強烈にキャラの立った女性弁護士もの。「僕の全財産は、僕を殺した犯人に譲る」という前代未聞の遺言状のため「犯人選考会」が開催される、とツカミはたいへん強力。
大森望


なによりヒロインのキャラが光る。遺言の真相には結構驚かされたし、人間関係もよく練り込まれていると思った。
香山二三郎


ぶっちぎりで面白かったです。奇妙な遺言状の内容はもちろん、とにかく主人公の人物造形に魅了されました。
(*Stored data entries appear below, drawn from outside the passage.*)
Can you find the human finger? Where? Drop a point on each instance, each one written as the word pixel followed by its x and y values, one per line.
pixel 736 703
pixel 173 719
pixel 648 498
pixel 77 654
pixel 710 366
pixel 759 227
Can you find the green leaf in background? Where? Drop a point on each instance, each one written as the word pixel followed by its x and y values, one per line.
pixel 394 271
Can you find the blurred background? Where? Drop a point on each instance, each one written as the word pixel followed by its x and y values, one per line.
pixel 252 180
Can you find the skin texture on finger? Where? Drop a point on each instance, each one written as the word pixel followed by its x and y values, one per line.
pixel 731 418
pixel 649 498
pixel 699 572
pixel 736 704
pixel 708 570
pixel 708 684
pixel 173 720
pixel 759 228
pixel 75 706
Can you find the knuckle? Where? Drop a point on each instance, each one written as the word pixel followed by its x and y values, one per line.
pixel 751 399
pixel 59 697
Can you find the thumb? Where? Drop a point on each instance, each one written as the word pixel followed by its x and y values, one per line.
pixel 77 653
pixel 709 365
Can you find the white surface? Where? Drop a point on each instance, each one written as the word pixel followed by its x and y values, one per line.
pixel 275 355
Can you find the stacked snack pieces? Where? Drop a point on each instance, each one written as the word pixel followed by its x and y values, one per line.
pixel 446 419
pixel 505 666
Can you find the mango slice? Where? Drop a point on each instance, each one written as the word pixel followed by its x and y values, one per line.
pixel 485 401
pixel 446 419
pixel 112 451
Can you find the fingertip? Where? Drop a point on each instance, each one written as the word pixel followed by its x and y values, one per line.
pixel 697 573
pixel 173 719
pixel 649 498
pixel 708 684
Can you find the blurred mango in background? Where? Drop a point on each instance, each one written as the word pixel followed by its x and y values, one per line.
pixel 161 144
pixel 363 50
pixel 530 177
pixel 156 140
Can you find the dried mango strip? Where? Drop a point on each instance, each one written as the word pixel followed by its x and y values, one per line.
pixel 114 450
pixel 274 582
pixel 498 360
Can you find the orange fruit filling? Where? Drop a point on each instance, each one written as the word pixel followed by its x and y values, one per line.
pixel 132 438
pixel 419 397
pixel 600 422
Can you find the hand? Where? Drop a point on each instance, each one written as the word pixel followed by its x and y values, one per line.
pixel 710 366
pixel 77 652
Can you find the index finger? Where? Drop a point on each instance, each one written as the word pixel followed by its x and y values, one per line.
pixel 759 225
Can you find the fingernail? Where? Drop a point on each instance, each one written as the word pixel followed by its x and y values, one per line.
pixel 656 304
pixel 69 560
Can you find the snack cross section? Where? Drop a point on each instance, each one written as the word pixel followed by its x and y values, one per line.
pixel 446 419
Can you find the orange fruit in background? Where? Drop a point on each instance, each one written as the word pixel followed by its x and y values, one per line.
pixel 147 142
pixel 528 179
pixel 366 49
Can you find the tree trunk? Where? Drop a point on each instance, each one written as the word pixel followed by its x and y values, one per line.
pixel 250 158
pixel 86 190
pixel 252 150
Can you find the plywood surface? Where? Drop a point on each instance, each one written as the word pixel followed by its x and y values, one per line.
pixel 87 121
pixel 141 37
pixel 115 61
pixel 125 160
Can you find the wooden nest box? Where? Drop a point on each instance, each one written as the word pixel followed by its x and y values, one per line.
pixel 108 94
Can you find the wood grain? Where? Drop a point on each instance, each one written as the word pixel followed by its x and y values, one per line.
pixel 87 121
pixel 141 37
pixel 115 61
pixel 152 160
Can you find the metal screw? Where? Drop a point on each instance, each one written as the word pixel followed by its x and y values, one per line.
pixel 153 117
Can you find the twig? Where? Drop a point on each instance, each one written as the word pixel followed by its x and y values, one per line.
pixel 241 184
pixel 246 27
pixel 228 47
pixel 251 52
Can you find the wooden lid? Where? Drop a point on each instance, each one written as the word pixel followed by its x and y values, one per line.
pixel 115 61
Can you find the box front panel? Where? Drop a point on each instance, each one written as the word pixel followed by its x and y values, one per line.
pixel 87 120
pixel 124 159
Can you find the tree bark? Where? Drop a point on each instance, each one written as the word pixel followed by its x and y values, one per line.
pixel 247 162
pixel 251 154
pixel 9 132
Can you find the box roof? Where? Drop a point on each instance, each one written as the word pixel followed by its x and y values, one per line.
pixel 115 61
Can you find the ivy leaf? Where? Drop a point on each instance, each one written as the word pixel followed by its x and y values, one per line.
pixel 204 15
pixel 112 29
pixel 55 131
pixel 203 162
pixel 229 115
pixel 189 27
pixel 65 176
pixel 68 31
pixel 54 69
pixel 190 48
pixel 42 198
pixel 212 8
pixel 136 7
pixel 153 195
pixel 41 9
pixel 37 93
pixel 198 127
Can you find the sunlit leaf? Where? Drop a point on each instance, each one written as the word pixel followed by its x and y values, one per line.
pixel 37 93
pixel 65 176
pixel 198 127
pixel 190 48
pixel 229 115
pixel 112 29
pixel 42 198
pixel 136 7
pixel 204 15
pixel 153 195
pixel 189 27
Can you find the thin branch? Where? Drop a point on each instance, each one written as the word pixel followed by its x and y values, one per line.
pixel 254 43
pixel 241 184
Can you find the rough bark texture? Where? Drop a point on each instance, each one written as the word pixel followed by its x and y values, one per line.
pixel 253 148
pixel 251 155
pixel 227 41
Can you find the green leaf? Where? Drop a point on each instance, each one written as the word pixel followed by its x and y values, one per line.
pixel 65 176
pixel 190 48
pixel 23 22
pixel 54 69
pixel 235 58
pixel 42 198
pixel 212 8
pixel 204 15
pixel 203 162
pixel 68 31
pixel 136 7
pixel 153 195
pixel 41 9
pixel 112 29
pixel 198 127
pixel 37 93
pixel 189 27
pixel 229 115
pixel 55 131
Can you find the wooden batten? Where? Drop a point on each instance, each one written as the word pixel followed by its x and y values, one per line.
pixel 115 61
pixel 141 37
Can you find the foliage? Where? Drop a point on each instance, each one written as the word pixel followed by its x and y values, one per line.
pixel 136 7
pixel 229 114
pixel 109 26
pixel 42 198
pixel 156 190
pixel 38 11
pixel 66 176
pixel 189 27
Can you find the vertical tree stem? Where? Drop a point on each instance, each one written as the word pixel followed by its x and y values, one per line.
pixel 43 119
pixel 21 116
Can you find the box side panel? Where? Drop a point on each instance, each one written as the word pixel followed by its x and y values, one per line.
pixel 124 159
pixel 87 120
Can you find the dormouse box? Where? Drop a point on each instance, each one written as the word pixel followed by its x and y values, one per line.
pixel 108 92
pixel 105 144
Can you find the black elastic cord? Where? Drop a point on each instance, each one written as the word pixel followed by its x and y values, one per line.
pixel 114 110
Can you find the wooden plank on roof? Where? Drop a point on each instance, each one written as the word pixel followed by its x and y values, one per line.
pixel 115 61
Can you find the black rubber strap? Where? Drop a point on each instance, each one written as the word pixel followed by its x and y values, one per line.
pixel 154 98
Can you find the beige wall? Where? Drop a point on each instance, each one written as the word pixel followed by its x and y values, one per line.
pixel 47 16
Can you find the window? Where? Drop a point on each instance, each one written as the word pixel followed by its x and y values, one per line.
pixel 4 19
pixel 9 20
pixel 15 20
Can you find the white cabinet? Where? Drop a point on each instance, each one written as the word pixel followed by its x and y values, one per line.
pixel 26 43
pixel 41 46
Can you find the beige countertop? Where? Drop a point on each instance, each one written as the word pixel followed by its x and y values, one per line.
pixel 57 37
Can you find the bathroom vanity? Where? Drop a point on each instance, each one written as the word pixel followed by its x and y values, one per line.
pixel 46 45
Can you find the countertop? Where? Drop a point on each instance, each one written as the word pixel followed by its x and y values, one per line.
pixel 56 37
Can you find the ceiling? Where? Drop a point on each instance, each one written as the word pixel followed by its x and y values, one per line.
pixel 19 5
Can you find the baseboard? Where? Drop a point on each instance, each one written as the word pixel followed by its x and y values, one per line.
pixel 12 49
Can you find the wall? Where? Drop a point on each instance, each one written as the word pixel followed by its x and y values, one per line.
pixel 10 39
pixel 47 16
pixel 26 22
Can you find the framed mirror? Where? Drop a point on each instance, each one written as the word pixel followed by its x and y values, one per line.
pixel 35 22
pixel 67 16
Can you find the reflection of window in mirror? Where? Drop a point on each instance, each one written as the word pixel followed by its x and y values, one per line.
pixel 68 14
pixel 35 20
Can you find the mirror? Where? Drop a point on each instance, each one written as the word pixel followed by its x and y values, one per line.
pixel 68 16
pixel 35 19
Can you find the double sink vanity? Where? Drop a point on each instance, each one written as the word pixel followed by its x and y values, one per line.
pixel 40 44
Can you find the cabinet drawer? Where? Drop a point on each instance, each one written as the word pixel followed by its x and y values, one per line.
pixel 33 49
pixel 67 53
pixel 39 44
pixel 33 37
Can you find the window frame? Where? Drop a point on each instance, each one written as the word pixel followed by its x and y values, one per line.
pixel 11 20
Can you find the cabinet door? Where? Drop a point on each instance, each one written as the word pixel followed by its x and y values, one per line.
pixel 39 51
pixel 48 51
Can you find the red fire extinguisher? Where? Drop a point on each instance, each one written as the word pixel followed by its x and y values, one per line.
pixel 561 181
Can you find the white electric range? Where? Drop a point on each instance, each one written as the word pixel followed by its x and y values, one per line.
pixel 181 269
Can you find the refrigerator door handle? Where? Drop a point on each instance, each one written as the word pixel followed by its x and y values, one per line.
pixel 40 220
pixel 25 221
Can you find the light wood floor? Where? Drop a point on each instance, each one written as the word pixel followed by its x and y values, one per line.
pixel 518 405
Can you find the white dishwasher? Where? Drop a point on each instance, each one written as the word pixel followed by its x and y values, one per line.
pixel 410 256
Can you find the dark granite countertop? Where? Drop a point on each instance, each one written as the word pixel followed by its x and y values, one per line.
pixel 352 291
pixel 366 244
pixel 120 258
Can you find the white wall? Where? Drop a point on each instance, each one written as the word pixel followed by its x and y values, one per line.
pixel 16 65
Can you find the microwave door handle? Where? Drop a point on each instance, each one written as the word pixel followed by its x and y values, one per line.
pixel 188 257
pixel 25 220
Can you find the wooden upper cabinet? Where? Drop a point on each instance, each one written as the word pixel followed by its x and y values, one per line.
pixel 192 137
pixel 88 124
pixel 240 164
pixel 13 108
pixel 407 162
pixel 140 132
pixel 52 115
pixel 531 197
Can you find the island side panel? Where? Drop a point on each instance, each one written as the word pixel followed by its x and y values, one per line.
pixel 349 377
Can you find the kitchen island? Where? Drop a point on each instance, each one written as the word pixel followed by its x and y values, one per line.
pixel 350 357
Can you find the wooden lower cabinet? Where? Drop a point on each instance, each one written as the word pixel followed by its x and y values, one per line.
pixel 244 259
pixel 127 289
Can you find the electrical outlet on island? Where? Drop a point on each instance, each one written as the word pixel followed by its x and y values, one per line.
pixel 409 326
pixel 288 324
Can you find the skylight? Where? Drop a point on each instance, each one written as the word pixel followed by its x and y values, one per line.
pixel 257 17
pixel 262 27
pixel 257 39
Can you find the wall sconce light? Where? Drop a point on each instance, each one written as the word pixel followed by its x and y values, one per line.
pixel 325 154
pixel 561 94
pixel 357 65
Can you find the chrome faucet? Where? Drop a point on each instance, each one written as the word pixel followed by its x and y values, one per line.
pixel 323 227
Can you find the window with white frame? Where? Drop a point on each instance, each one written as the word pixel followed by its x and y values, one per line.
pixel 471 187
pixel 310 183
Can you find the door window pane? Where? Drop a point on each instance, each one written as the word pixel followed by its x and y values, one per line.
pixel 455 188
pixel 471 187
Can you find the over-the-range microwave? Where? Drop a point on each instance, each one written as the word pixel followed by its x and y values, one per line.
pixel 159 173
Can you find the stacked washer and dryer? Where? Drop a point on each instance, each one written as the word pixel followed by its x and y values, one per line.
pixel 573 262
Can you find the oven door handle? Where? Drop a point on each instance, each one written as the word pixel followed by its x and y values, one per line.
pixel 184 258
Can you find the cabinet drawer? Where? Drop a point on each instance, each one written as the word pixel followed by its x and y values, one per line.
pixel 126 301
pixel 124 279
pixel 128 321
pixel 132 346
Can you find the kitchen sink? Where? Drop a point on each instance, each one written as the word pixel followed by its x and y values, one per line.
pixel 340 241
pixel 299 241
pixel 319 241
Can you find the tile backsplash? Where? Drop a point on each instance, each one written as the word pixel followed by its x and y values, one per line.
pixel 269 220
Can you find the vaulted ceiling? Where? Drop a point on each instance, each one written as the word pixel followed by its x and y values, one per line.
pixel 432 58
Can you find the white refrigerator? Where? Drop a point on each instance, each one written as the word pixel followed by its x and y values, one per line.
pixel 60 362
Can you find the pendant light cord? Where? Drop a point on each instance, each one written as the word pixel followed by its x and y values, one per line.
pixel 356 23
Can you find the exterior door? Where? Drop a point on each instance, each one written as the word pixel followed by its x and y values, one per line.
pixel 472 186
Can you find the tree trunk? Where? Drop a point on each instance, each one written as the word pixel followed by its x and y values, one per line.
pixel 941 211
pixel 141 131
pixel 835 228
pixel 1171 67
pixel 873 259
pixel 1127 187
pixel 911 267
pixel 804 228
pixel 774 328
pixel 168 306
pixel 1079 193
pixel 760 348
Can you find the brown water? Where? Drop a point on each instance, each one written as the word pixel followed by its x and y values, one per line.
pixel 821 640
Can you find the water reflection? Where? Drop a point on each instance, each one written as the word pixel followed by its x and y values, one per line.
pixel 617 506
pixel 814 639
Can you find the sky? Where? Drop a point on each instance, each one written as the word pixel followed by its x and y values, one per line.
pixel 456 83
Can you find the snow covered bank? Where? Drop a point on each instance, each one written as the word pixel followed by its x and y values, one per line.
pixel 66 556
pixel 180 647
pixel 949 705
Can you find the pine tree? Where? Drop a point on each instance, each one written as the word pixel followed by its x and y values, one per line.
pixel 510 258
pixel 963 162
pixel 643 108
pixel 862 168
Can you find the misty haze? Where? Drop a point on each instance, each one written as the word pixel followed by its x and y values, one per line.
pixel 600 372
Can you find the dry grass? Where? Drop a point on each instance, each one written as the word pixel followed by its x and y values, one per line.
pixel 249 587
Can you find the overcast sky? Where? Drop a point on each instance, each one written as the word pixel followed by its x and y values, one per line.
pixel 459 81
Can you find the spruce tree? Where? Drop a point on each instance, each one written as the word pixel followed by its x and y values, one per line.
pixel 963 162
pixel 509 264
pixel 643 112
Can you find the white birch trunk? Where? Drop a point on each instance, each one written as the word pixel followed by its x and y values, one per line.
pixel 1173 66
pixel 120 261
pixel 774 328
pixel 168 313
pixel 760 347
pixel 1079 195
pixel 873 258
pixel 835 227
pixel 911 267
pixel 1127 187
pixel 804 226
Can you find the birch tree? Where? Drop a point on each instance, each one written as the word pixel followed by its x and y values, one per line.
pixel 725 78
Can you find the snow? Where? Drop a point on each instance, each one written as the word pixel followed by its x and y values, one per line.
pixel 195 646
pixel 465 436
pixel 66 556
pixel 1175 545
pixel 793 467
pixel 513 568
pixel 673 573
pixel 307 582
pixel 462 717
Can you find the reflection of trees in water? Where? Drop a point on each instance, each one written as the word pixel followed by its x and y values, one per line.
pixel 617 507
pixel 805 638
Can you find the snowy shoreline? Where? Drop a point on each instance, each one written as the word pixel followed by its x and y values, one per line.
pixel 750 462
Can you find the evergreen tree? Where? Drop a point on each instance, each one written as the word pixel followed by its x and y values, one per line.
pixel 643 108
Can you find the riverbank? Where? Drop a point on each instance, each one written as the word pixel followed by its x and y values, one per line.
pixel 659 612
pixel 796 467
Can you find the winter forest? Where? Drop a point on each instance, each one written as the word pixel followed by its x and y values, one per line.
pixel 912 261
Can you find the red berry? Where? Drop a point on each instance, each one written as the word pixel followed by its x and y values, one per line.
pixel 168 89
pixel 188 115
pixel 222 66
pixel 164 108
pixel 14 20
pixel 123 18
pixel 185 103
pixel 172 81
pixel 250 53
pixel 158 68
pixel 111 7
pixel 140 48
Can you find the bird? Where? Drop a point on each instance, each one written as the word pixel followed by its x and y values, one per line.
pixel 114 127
発想力、文章力、キャラクター造形力どれも充分。
瀧井朝世

新川帆立(しんかわ・ほたて)受賞コメント

新川帆立

作家になりたいと思ったのは16歳の時です。しかし、食い扶持を稼ぐためなどといって弁護士になり、小説を書くわけでもなく、それなのに「いつか作家になりたいな」と思って暮らしていました。ありていにいうと、挑戦するのが怖くて夢から逃げていたのです。働きすぎて体調を崩し、死を意識してやっと、「書かねばならぬ」と腹に決めました。良い小説をたくさん書いていきたいです。チャンスを頂けたことに深く感謝しています。